Wednesday, Feb. 6, 2008 | I wanted to respond to the reader who wishes he could have walked away from his home but didn’t because of his sense of honor made him stick it out and try to stand by the contract that he signed. I admire this reader (sorry, I’m assuming the writer is male in this situation) and what he has done, the sacrifices made and the determination he has in the face of his dwindling savings.
However, there is another side. My brother and his wife bought a small two-bedroom condo a few years ago, at or near the peak of the real estate market. They wanted to “get into something” before homeownership got too out of reach. They too financed 100 percent, but as first time buyers. In the following months, my brother was injured on the job and they had a child.

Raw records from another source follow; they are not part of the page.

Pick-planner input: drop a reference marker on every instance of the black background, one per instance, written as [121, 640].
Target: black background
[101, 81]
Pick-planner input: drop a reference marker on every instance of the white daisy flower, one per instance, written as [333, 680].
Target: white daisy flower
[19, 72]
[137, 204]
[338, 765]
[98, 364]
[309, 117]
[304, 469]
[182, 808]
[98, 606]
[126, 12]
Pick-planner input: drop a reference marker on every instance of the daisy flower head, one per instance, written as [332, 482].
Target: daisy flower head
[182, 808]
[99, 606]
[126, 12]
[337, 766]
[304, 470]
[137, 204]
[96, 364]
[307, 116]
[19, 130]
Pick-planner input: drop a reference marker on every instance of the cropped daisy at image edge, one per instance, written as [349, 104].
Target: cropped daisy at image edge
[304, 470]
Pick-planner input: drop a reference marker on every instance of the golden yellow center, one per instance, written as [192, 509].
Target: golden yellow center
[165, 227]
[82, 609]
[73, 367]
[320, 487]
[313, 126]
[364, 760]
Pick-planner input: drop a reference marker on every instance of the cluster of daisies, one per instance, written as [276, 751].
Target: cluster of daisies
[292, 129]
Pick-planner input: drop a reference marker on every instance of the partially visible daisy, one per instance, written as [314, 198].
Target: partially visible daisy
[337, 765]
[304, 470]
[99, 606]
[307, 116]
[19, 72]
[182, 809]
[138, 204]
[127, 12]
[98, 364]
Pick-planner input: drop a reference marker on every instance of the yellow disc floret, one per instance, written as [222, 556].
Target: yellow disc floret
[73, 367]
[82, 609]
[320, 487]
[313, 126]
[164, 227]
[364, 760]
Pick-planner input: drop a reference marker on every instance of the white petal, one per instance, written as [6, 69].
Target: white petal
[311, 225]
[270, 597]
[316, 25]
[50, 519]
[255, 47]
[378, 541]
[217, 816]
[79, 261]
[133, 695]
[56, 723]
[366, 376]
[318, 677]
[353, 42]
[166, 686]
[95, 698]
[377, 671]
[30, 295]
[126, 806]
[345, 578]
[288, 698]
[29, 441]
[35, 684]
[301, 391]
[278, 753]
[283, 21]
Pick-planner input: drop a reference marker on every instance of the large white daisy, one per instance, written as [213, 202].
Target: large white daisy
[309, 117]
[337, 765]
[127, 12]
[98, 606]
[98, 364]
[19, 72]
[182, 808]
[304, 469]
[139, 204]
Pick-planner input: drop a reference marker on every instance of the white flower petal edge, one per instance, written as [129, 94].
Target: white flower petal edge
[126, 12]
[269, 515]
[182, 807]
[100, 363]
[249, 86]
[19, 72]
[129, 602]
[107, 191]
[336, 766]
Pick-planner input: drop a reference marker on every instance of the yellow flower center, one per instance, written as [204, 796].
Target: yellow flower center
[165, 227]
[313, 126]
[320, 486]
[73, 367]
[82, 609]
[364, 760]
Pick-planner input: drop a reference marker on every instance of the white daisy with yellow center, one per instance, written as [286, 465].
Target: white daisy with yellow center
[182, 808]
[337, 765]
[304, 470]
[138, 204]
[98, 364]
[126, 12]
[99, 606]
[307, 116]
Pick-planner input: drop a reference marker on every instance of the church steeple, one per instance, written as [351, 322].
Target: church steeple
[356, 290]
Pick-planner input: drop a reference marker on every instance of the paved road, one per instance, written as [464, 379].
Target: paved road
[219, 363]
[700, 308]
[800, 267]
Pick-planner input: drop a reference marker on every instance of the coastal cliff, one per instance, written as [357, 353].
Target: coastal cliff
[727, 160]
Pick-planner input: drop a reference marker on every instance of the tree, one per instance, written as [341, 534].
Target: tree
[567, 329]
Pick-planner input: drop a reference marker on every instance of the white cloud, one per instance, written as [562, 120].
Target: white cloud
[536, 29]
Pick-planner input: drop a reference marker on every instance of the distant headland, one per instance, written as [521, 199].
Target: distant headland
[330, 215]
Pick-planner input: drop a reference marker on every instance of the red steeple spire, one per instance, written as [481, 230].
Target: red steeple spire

Now, he’s on disability (which allows him to stay home with the kid) and she has to support both of them because disability doesn’t cover much of anything. When the mortgage increased because of the adjustable rate, their house payment more than doubled. They tried to talk to the bank about refinancing, but they owe more on it now than it can be sold for. The bank told them that they weren’t interested in talking and threatened foreclosure.
They went hunting for another bank, family members, anything that could keep them in their house. They were not successful and they finally made the heart wrenching decision to “walk away.” They discovered that they could rent a larger house with a yard for the kid to play in and a garage for less than half of what their monthly mortgage was … before it doubled. They are able to save substantially more than they were before the move.
They did not come about this decision lightly, nor did they want this to be the way it turned out. They truly regret that they were forced to make this decision, but there was no alternative. They tried to “honor their obligations”, as your reader suggests, but it was not possible for them. For him to suggest that people who walk away from their homes are not honorable is insulting. I believe my brother and his wife made the most honorable decision they could for their family.